The Poly Studio P15 has an award-winning design for its camera bar, essentially a neat looking but large appendage that can go on top of the PC screen or on a tripod if you are using a laptop. Being large, the P15 can house a 4K camera, with a lens as large as one in some of the recent projectors I have reviewed, a good quality microphone and even small built-in speakers which in most cases is better than what comes in your PC.
But the Poly is large and does feel like it might fall off the top of the screen where I had perched it initially. While it was perfectly in place on the screen, I was paranoid that this expressive piece of equipment might fall of the thin iMac screen. That’s when I dusted up an old tripod to find a new podium for the bar. The bar connects to your PC via a USB-C cable and needs a power adapter to start.
You can start the bar without its software by just selecting the camera from the preferences in the video app you are using.
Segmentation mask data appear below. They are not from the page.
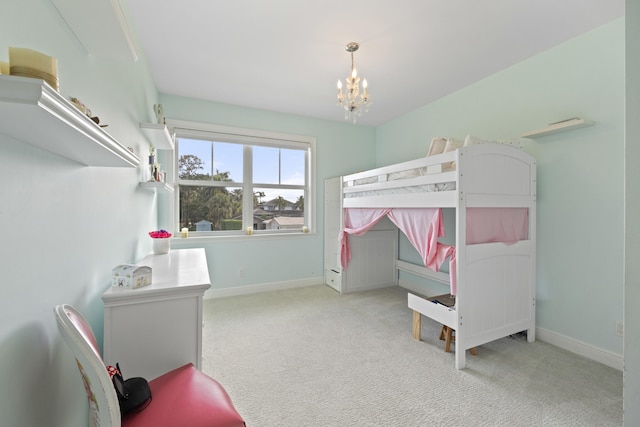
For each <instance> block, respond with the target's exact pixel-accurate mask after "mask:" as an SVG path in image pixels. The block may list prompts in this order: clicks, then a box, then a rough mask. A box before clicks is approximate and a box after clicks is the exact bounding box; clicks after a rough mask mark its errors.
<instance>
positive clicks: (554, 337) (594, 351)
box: [536, 328, 624, 371]
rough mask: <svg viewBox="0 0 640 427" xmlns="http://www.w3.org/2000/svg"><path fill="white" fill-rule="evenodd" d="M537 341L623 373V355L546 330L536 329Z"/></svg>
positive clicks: (623, 363) (623, 361)
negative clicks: (604, 349) (548, 344)
mask: <svg viewBox="0 0 640 427" xmlns="http://www.w3.org/2000/svg"><path fill="white" fill-rule="evenodd" d="M536 339H539V340H540V341H544V342H546V343H548V344H551V345H555V346H556V347H560V348H562V349H564V350H567V351H570V352H572V353H576V354H579V355H581V356H584V357H586V358H588V359H591V360H595V361H596V362H600V363H602V364H603V365H607V366H610V367H612V368H614V369H618V370H620V371H622V369H623V367H624V358H623V356H622V355H620V354H617V353H613V352H610V351H608V350H603V349H601V348H598V347H594V346H592V345H591V344H587V343H584V342H582V341H578V340H576V339H573V338H570V337H567V336H565V335H561V334H559V333H557V332H552V331H550V330H548V329H544V328H536Z"/></svg>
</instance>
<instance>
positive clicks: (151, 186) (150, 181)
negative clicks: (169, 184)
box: [140, 181, 173, 193]
mask: <svg viewBox="0 0 640 427" xmlns="http://www.w3.org/2000/svg"><path fill="white" fill-rule="evenodd" d="M140 187H142V188H144V189H146V190H152V191H155V192H156V193H173V187H172V186H170V185H169V184H167V183H166V182H155V181H148V182H141V183H140Z"/></svg>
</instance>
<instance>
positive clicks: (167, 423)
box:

But with the app, you get the controls you need. My first reaction to the bar’s video quality was that it had a calibration issue. But once I downloaded the iMac I could switch to auto white balance and exposure to start looking more like the TV star I could never be.
The 4K camera in the P15 is pretty good. The best part of it for me was the auto-framing which kept me in focus even when I slumped back on my chair or leaned into the camera for a clear view. Also, it does these smooth zoom-ins, up to 4x, that make it look as if you have hired a professional cameraperson for your zoom calls. You can also use the Poly app to pan and tilt the camera.
However, since there is no service that supports 4K streaming the camera sticks to Full HD most of the times, unless the service is dumping it down further because of bandwidth issues. So the 4K aspect might work for those who were to record themselves for YouTube or some other service like that, but not streaming or video conferencing. Also, if the light is poor the camera does struggle a bit, for this is the sort of device made for those who like to be under the arc lights.
Another aspect of the video bar is the audio quality. Like it does with the picture, in audio too it keeps your sound in focus too. It also cuts out ambient noise to a large extent and in zoom calls my audience were unable to hear by a fan in the background.
Given that this is a good camera that can offer a wide-angle and clear audio, the P15 can also be used as a video conferencing hub, not a surprise given that this is coming from the company once called Polycom. I could not try this feature for obvious reasons.
The Poly Studio P15 is a wonderful accessory for those who spend a lot of time on video calls, and, I would say, profit from it. Because this is not a camera bar for everyone given the Rs 67,914 price tag. Still, there are those for whom it pays to be seen and heard in that video call and for them, the P15 is a winner.